If we want to fit non-linear models (e.g. neural networks) we need to add some form of non-linearity. ReLU is the simplest so we'll go with that, and the implementation is very straightforwards:
def relu(self) -> Vector:
return Vector(
value=np.maximum(self._value, 0),
parents=[
(self, lambda grad: grad * np.where(self._value > 0, 1.0, 0.0)),
],
)
This enables us to train a basic MLP with a single hidden layer and ReLU activations, giving exactly the same results as PyTorch:
def test_mlp():
rng = np.random.default_rng(42)
N = 100
k = 5
n_hidden = 10
sigma = 0.1
X_np, y_np = make_regression(
n_samples=N, n_features=k, noise=sigma, random_state=42
)
W1_np = rng.normal(size=(k, n_hidden)) * 0.1
w2_np = rng.normal(size=n_hidden) * 0.1
lr = 1e-2
epochs = 20
# smallgrad
W1 = Matrix(W1_np.copy())
w2 = Vector(w2_np.copy())
for _ in range(epochs):
W1.zero_grad()
w2.zero_grad()
hidden = (Matrix(X_np) @ W1).relu()
yhat = hidden @ w2
res = yhat - Vector(y_np)
loss = (res * res).sum() / Scalar(N)
loss.backward()
W1._value -= lr * W1._grad
w2._value -= lr * w2._grad
# torch
X_t = torch.tensor(X_np)
y_t = torch.tensor(y_np)
W1_t = torch.tensor(W1_np.copy(), requires_grad=True)

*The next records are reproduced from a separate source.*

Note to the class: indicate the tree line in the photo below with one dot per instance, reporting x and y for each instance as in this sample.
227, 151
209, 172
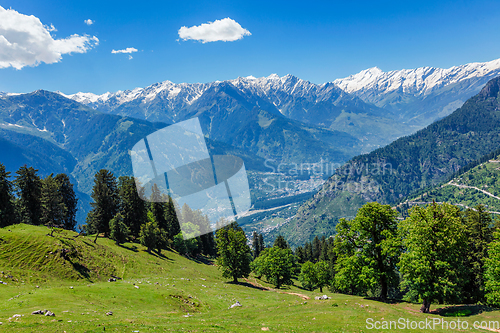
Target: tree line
438, 254
30, 199
119, 213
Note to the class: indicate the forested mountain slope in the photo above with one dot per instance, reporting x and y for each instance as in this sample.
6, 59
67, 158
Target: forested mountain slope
391, 173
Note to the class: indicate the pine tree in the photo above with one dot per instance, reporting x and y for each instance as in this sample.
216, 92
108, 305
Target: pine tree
52, 204
316, 249
29, 189
173, 225
105, 205
308, 277
435, 245
118, 229
368, 250
149, 233
262, 246
7, 208
69, 199
234, 255
158, 207
276, 264
132, 207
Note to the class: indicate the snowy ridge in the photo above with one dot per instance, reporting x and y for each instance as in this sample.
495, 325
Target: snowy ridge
285, 91
419, 81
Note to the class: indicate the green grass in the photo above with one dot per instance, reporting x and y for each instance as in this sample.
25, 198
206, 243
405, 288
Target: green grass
170, 287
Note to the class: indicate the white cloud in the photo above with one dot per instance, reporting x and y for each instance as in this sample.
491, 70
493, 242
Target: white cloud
226, 30
25, 41
127, 50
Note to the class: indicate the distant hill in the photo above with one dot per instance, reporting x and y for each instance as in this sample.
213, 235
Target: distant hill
477, 183
391, 173
58, 135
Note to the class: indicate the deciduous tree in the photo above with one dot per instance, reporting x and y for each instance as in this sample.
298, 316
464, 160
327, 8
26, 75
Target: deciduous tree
432, 263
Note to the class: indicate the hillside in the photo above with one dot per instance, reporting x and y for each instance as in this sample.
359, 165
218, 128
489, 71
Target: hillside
391, 173
157, 293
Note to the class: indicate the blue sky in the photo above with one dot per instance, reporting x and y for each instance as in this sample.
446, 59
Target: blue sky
316, 41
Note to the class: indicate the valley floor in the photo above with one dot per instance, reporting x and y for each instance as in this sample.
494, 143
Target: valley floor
171, 293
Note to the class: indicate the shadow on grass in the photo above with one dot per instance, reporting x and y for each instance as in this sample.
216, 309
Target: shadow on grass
462, 310
84, 271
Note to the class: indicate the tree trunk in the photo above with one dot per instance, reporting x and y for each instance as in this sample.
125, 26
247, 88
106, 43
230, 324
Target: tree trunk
425, 306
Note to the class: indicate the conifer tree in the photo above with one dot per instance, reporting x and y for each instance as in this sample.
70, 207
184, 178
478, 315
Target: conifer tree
158, 207
7, 208
173, 225
316, 249
65, 188
105, 205
29, 189
308, 277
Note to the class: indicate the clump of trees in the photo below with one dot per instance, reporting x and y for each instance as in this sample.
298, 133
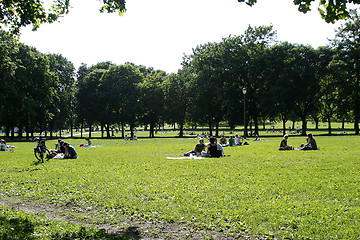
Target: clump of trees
284, 82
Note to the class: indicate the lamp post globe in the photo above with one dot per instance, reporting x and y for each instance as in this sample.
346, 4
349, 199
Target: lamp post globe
244, 92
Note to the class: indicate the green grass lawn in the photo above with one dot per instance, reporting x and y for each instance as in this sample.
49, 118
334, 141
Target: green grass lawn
257, 191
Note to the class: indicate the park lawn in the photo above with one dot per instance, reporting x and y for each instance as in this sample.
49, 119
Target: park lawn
257, 191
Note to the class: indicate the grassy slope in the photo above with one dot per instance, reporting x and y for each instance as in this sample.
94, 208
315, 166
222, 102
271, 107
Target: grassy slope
257, 191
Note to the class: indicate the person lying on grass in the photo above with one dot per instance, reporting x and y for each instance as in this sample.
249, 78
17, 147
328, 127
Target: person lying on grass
200, 147
283, 144
310, 143
87, 145
213, 149
70, 151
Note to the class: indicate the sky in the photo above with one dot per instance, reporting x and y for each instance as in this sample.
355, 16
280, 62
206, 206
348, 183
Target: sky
157, 33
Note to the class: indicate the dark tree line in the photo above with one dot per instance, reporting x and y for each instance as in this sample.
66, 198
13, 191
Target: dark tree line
284, 82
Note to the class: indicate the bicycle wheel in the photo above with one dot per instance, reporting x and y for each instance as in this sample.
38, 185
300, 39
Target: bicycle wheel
47, 154
39, 154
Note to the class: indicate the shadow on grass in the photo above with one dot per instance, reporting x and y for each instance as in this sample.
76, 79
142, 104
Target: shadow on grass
23, 228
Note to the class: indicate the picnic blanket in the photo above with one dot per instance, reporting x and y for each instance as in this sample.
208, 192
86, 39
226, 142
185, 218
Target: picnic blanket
188, 157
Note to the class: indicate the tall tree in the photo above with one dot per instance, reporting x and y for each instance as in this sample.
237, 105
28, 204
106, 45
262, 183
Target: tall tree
177, 98
347, 41
277, 98
63, 109
35, 90
120, 95
151, 100
16, 14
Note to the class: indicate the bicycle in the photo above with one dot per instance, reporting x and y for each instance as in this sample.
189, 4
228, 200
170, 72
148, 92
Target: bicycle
41, 151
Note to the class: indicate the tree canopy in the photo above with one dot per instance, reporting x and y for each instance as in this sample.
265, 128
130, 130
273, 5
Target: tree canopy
15, 14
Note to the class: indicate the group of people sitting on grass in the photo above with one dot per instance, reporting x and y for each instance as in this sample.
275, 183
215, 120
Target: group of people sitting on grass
211, 149
65, 150
237, 141
4, 146
310, 144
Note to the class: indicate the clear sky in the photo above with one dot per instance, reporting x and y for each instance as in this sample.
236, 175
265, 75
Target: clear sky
157, 33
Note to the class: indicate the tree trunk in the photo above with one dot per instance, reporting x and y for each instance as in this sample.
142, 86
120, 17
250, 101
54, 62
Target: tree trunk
256, 123
210, 127
20, 131
181, 128
304, 126
51, 129
122, 130
217, 129
132, 130
90, 125
102, 130
151, 133
107, 127
284, 126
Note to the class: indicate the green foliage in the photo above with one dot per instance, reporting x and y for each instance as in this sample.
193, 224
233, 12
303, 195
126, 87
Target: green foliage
257, 191
16, 14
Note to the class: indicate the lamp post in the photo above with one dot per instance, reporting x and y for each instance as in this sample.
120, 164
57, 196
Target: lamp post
244, 92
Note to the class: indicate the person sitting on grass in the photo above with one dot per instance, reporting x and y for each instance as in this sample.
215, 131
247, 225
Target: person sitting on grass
231, 141
213, 149
87, 145
58, 146
199, 148
283, 144
310, 143
223, 141
238, 141
70, 151
3, 145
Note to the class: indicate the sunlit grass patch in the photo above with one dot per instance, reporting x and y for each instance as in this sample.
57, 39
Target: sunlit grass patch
258, 190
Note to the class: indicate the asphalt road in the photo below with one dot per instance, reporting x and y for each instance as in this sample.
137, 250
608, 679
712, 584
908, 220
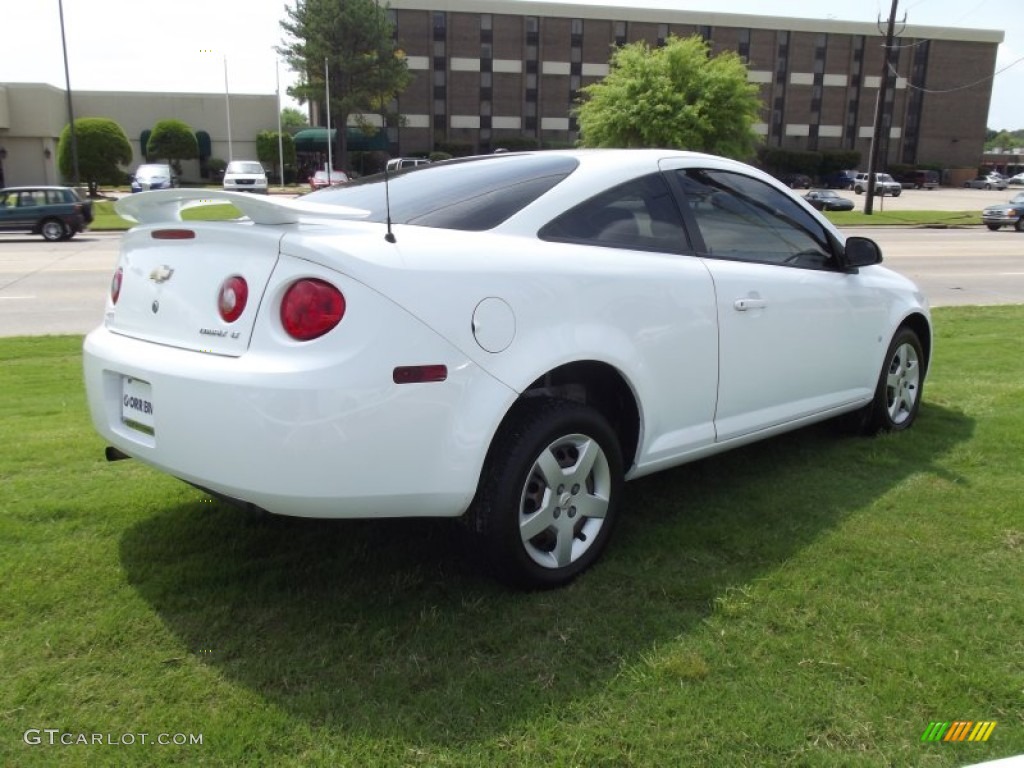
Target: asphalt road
60, 288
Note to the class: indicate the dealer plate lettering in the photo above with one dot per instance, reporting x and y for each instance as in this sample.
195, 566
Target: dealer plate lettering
136, 404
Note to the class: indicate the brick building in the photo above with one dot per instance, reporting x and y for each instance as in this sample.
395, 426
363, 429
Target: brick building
489, 71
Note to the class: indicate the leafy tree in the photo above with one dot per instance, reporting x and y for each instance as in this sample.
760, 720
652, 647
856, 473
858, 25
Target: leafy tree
676, 95
102, 146
293, 120
173, 140
266, 150
355, 39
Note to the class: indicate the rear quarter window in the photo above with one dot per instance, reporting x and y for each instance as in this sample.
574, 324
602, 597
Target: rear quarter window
472, 195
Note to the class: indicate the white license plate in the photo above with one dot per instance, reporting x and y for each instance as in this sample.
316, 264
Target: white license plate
136, 404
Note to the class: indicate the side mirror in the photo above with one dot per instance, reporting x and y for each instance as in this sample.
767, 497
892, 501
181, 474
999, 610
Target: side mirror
861, 252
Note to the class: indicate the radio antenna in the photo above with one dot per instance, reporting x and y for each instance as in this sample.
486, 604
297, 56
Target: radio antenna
387, 205
389, 237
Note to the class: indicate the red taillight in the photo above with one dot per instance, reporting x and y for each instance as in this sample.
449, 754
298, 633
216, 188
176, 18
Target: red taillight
310, 308
172, 235
116, 285
232, 298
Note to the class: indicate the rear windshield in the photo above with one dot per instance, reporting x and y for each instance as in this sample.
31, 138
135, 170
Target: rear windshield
474, 194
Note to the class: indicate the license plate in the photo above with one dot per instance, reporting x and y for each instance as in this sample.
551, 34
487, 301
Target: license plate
136, 404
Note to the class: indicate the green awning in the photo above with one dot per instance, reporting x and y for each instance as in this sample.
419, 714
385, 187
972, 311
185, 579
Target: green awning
314, 139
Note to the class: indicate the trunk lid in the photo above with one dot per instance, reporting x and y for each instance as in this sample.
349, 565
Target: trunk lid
171, 282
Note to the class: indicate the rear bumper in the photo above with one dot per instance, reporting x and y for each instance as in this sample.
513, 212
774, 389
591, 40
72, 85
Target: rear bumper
307, 435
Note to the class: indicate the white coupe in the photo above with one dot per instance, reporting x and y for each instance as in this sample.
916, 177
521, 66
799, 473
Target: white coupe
505, 338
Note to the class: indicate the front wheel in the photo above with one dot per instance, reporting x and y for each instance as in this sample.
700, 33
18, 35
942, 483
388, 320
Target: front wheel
549, 493
897, 396
52, 229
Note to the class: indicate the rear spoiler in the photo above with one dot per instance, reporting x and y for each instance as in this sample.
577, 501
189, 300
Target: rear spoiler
161, 206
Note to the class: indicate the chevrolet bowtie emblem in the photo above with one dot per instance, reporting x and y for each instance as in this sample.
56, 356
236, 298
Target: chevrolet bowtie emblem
162, 273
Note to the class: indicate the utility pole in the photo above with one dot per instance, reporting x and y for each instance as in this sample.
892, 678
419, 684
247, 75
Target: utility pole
71, 112
880, 108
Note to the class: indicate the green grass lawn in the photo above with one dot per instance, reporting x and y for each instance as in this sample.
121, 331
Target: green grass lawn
105, 218
813, 600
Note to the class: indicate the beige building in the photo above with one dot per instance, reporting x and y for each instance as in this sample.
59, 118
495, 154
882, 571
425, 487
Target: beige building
32, 117
487, 71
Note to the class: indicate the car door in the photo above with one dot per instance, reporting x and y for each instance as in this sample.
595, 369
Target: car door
660, 298
8, 201
798, 336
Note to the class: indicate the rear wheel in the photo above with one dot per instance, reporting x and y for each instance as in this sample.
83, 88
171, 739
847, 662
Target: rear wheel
52, 229
897, 396
548, 497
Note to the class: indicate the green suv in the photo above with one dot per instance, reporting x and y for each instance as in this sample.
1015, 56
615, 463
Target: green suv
54, 212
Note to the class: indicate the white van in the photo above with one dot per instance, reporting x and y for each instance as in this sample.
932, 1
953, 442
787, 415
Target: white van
398, 164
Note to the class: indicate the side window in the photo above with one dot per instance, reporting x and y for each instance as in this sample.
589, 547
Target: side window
640, 214
744, 219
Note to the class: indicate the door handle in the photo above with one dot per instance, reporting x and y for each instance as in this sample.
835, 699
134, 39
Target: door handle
741, 305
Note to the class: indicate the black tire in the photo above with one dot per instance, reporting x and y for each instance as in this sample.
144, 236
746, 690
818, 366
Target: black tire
517, 498
52, 229
901, 382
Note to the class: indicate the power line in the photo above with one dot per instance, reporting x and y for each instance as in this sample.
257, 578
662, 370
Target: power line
976, 83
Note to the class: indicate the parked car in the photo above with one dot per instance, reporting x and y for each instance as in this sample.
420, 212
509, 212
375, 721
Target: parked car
54, 212
986, 181
1006, 214
245, 175
397, 164
154, 176
840, 179
884, 184
504, 338
322, 179
828, 200
796, 180
920, 179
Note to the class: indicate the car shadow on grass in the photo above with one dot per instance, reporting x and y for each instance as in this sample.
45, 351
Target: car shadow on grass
383, 628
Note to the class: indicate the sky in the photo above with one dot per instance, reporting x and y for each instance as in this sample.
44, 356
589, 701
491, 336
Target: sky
183, 45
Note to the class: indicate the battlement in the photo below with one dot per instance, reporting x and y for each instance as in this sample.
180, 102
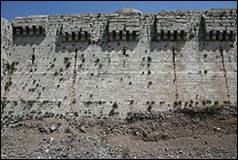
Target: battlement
112, 64
127, 25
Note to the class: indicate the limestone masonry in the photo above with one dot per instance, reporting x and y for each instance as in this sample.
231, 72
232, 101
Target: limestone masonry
112, 64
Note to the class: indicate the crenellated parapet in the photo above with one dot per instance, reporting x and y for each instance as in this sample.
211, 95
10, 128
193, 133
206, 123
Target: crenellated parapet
30, 26
124, 26
220, 25
131, 25
76, 32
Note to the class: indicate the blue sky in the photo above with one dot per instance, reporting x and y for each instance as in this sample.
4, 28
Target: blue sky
11, 9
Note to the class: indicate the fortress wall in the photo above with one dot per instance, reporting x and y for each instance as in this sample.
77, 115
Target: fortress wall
84, 65
6, 48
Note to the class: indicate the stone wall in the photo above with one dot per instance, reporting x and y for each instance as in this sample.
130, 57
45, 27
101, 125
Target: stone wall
112, 64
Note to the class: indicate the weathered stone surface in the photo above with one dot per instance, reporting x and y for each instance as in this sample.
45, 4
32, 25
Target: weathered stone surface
96, 64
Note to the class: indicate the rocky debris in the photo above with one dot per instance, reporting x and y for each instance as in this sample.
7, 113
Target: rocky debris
90, 138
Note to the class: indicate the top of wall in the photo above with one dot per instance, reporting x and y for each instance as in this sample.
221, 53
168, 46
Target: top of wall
128, 24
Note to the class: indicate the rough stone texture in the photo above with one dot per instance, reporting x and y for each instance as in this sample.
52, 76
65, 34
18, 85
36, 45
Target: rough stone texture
112, 64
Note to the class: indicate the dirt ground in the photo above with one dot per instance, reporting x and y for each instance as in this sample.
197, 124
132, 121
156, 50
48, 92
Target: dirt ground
173, 135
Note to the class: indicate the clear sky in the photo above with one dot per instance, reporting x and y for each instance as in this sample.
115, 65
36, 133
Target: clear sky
12, 9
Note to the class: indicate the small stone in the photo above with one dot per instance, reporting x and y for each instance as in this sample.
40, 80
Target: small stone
53, 128
216, 128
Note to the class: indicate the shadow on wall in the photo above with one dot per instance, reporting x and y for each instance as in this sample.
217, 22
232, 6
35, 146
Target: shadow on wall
166, 45
119, 46
28, 40
63, 46
209, 45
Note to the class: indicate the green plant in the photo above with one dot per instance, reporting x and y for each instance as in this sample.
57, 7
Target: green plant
125, 152
3, 105
11, 67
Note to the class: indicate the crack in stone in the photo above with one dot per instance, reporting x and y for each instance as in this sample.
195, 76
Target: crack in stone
73, 93
225, 73
175, 76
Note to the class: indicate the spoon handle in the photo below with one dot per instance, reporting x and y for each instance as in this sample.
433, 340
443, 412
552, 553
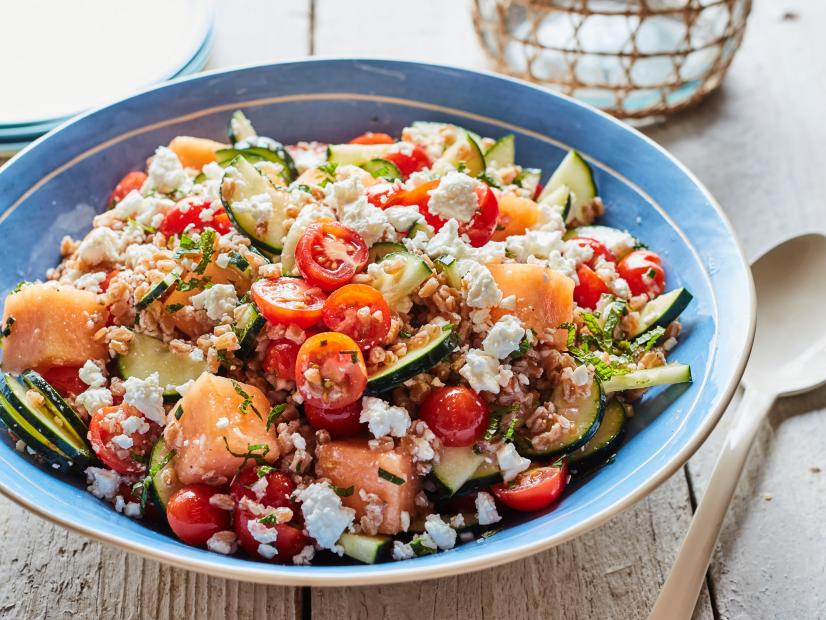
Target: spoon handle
679, 594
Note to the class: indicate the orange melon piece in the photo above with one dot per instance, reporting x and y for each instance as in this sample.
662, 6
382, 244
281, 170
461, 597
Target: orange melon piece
195, 152
198, 436
351, 462
53, 326
544, 297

w2_t = torch.tensor(w2_np.copy(), requires_grad=True)
optim_t = torch.optim.SGD([W1_t, w2_t], lr=lr)
for _ in range(epochs):
optim_t.zero_grad()
hidden_t = (X_t @ W1_t).relu()
yhat_t = hidden_t @ w2_t
loss_t = ((yhat_t - y_t) ** 2).mean()
loss_t.backward()
optim_t.step()
np.testing.assert_allclose(W1._value, W1_t.detach().numpy(), rtol=1e-5)
np.testing.assert_allclose(w2._value, w2_t.detach().numpy(), rtol=1e-5)
Easy!
Summary
This is a simple and straightforward implementation of a PyTorch-like autograd engine that nonetheless is fully-featured enough to be used to train a basic neural network. Creating it has been a very useful learning experience, as usual I find that sitting down to actually implement something I think I understand exposes all kinds of holes in my knowledge. I could go further and add all kinds of additional functionality, but for now this is good enough.